Car tandis que Triumph présente pour 2026, avec la Trident 800, un nouveau roadster au design plus classique, avec phare rond et lignes douces, la 790 Duke a elle aussi été largement retravaillée. L'ergonomie, le châssis et les freins sont nouveaux, respectivement révisés, et le bicylindre en ligne bien connu a été adapté à la norme Euro 5+.

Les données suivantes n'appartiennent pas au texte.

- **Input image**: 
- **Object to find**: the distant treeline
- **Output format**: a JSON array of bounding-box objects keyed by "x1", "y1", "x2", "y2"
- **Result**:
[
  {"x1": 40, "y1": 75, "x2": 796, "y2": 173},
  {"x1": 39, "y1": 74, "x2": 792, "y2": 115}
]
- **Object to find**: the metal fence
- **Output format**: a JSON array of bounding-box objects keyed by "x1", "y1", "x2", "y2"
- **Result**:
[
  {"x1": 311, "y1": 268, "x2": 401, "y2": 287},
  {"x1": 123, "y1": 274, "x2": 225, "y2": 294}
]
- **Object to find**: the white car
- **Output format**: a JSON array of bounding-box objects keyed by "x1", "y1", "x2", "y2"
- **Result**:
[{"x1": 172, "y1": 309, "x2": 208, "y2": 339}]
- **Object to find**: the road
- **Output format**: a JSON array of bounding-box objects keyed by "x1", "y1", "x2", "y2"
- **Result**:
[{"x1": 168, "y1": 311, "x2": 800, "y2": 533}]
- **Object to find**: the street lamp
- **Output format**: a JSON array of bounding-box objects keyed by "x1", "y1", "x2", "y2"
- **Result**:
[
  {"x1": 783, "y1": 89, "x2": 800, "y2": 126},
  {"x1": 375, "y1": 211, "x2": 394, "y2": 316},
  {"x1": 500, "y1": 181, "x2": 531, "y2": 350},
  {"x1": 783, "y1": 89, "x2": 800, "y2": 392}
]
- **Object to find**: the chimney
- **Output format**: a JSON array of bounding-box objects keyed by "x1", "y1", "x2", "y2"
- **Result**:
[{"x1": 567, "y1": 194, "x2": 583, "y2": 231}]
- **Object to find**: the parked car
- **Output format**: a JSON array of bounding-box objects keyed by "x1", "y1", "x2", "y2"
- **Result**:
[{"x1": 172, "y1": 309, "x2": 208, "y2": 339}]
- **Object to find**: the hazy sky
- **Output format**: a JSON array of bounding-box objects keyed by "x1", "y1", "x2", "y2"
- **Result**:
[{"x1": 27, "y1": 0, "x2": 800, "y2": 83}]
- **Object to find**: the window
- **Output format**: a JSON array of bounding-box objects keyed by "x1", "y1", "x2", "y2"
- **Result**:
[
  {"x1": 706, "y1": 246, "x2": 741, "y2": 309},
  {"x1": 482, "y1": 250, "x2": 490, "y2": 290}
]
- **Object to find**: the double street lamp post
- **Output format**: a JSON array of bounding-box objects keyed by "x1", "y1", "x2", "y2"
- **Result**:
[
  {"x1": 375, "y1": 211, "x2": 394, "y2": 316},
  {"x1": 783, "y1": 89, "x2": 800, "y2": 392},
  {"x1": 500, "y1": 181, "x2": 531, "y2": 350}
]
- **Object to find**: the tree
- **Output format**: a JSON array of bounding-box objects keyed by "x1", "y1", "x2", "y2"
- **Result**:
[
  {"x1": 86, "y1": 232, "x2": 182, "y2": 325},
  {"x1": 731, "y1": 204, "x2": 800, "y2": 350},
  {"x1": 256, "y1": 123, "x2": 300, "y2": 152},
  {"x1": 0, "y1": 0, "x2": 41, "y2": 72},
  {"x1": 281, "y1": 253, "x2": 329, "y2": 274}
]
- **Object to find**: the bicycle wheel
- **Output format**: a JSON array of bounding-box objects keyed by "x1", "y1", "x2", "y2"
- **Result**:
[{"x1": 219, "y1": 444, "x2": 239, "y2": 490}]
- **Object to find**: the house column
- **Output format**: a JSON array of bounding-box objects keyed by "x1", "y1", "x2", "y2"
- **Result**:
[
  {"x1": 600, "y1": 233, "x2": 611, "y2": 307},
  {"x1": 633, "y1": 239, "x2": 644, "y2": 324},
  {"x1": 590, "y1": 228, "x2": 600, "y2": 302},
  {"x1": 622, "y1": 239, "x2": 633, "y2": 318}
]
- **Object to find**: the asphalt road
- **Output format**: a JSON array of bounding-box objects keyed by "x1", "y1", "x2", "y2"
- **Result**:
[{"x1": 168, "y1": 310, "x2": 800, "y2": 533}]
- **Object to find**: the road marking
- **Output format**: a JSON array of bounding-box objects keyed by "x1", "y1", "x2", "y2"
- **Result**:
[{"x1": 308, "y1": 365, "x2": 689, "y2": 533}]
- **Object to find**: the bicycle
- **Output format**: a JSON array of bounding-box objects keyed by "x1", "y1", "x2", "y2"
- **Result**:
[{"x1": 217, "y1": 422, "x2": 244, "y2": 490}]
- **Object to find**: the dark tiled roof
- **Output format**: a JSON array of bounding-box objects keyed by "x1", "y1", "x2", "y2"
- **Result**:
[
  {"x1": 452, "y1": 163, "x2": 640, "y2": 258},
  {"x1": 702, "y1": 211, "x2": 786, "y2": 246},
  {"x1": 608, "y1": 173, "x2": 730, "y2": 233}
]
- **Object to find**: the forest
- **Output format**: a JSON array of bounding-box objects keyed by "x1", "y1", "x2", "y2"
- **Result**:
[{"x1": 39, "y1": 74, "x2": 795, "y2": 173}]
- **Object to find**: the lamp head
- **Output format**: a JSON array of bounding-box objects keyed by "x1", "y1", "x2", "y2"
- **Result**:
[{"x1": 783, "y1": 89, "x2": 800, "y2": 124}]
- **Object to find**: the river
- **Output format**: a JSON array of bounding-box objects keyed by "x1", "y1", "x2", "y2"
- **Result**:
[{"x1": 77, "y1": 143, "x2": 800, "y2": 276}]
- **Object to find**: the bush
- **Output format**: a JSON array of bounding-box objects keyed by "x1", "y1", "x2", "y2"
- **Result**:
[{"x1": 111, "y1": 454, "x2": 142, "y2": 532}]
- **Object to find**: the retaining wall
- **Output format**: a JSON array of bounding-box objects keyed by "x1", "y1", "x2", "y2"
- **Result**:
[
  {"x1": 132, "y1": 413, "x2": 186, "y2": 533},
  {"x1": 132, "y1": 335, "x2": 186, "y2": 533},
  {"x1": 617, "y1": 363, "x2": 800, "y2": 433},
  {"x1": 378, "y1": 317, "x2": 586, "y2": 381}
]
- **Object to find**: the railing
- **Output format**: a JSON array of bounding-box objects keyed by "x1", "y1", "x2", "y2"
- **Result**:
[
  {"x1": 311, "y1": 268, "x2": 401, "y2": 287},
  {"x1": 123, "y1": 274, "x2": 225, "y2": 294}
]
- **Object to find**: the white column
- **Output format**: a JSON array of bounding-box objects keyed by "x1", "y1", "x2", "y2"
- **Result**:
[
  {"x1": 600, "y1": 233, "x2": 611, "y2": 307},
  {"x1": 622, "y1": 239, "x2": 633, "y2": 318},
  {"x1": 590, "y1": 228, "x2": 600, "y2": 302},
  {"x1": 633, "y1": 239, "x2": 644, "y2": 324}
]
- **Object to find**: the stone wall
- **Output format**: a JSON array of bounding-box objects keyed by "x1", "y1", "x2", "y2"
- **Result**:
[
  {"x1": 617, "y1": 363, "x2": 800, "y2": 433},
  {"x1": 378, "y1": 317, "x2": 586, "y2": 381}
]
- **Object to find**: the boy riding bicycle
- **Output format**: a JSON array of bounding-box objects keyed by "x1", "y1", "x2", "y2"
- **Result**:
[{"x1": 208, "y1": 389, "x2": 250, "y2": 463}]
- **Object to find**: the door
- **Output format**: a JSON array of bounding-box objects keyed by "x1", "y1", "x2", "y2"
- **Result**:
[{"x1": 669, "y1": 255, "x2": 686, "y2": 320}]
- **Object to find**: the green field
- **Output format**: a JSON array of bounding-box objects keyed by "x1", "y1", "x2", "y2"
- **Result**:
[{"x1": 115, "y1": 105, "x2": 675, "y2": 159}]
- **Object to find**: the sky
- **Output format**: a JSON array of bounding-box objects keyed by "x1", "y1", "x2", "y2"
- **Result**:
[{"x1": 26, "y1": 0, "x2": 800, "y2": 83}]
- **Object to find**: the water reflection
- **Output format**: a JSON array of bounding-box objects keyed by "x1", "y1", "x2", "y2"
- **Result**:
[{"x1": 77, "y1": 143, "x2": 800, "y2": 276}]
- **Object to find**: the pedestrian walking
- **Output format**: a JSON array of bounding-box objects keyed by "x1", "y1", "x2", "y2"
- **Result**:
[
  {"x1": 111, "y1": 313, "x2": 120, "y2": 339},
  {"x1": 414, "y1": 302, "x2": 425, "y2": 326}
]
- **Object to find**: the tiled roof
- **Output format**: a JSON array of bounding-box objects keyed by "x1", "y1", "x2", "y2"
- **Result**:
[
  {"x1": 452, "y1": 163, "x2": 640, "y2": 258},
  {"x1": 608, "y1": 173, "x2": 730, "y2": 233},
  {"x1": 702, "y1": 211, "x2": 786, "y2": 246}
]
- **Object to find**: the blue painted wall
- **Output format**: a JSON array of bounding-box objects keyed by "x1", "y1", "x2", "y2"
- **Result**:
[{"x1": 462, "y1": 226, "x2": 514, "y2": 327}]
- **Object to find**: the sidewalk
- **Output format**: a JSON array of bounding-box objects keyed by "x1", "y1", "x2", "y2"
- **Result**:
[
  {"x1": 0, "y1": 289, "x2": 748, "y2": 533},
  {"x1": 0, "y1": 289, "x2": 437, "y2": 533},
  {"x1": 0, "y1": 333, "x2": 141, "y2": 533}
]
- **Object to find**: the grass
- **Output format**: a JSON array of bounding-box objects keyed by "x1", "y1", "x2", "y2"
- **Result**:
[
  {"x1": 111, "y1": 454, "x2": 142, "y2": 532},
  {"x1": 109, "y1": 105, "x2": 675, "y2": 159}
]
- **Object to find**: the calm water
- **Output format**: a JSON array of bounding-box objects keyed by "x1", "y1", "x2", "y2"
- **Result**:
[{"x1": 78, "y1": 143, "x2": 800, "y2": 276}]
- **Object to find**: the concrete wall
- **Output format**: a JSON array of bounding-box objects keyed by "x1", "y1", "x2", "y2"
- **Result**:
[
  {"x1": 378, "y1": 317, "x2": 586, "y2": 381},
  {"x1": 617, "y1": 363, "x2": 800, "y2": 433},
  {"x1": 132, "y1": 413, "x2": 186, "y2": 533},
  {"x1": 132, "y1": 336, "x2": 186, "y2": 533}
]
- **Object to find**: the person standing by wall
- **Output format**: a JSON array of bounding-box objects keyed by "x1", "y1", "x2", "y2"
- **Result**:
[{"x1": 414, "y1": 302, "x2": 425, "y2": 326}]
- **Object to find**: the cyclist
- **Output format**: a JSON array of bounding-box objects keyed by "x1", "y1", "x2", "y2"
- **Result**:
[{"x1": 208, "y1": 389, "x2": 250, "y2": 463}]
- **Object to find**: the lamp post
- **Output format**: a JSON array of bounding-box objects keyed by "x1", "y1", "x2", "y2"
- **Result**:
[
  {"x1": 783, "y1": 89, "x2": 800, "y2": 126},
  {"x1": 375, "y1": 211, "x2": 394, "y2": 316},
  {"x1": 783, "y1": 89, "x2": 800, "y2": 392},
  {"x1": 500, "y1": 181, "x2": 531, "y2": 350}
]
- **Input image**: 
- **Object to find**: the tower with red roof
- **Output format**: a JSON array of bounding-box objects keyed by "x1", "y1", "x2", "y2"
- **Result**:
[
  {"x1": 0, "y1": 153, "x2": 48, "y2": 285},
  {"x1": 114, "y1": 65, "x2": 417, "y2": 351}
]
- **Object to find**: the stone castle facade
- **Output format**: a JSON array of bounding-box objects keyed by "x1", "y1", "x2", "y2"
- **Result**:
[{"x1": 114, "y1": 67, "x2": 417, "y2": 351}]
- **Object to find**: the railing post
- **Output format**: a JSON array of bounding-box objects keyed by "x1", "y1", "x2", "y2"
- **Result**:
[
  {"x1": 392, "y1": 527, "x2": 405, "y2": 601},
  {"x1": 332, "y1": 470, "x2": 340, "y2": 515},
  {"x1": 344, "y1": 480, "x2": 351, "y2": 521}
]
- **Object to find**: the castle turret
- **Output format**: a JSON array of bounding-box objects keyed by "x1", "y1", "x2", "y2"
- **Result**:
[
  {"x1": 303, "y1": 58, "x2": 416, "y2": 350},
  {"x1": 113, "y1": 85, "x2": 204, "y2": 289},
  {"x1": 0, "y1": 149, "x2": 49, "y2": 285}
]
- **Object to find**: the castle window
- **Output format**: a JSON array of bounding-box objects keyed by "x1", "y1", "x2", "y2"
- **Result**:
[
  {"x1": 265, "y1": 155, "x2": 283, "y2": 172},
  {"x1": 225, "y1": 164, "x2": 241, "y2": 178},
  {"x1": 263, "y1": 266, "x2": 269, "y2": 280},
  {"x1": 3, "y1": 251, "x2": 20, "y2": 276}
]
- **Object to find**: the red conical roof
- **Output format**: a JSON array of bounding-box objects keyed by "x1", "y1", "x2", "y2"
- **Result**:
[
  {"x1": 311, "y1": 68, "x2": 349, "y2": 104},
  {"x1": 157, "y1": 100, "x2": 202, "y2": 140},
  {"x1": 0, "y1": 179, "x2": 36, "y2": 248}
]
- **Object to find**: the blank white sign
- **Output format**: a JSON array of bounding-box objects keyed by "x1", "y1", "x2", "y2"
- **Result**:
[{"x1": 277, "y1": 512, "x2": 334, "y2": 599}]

Triumph vs. KTM : tricylindre contre bicylindre
À quel point à peine 800 cm³ peuvent-ils différer ? Passablement. Le tricylindre en ligne de la Triumph produit 115 ch et 84 Nm et se comporte exactement comme on l'espère d'un bon triple. En bas, sans complication, au milieu, puissant, et en haut, avec suffisamment d'envie de monter en régime pour entonner le fameux chant du tricylindre. On peut rouler tranquillement en ville, accélérer sereinement à la sortie d'une agglomération, et pourtant bien ouvrir les gaz au col de montagne. La force, ce n'est pas seulement la puissance maximale. C'est cette délivrance de puissance propre et accessible. Le moteur simplifie tout.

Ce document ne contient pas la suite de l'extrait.